俺と目が合うと彼女は吃驚して一歩下った。まるで怯えているような反応だ。もしかしてシズちゃんから既にあることないこと吹き込まれてる?


「君、昨日シズちゃんと一緒にいたよね?」
「シズちゃん……?」
「平和島静雄だよ。」
「そ、れが…、何か…?」


あれ、怯えられてはいるけど警戒はされてないみたい。この様子を見る限りシズちゃんから俺のことは聞いてなさそうだ。極度の人見知りとか?なかなか視線を合わせてくれない。
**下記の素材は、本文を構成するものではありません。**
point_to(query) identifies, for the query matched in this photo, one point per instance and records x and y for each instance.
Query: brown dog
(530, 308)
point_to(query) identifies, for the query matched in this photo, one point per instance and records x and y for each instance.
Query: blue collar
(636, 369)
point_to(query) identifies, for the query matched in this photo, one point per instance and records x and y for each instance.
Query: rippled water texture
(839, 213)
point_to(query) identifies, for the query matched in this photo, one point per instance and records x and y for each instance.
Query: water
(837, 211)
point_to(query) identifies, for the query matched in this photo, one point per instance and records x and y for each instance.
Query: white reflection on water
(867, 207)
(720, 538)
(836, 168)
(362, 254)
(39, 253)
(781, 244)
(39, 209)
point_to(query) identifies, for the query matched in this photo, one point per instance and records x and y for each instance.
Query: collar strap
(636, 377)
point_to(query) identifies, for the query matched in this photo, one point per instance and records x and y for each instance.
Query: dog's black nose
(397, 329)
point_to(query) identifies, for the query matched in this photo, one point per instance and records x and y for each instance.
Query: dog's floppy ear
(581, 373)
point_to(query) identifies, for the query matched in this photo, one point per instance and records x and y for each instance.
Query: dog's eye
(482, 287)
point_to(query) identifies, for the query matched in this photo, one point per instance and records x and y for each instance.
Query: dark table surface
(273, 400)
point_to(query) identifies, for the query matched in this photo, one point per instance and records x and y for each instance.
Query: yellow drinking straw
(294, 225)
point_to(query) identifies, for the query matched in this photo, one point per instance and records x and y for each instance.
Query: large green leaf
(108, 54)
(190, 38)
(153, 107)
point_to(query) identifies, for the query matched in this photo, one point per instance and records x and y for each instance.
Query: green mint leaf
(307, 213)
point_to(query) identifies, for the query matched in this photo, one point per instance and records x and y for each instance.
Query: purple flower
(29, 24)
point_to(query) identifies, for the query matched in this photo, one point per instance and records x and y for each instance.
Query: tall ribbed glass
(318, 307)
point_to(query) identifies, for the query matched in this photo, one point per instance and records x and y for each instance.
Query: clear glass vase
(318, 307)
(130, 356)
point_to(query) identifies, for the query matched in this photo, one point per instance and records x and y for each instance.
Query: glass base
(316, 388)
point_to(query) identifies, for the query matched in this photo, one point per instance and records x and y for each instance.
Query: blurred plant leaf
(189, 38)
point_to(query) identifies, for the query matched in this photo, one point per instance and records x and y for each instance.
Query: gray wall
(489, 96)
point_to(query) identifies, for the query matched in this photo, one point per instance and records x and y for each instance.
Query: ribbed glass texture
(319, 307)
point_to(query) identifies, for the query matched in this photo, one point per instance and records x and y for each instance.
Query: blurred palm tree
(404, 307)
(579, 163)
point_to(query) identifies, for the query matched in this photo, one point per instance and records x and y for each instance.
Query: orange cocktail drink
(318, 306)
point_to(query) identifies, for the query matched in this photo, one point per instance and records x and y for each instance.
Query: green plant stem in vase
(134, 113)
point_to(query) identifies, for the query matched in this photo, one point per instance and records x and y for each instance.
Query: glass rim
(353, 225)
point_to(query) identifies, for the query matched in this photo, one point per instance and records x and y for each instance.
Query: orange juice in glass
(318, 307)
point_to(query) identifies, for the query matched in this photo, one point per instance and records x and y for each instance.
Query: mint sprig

「俺、彼の同級生でさ。昨日久しぶりに見かけたら君と一緒にいてなんか声かけにくくて。もしかして君、シズちゃんの彼女?」
「え、と……あの……」


いたって好意的に話しかけてるつもりなんだけど、彼女は俺の話が頭に入ってるのか入ってないのかわからない反応だ。ていうか泣きそうなんだけど。いやいや何これ俺がいじめてるみたいじゃないか。


「あ、俺の名前は折原臨也だよ。」
「わ、私……その…っ…」


必死に言葉を紡ぐ彼女の大きな目には今にも零れ落ちそうな位の涙がたまっていた。
何で泣きそうになってるのか理解できないけど、俺はその表情に体の中心がゾクゾクした。俺の中の加虐心が煽られて、この子を泣かせてみたいという欲求が渦巻いていく。


「う……ごめんなさいいっ…!」
「あ。」


そんな俺の歪んだ感情を察知したのか、彼女は踵を返して逃げてしまった。
走れば10秒もしないで追いつける速さだったけどやめといた。今日はこれだけで十分楽しめたから。
名字名前……なかなか面白い子を見つけたな。感謝するよ、シズちゃん。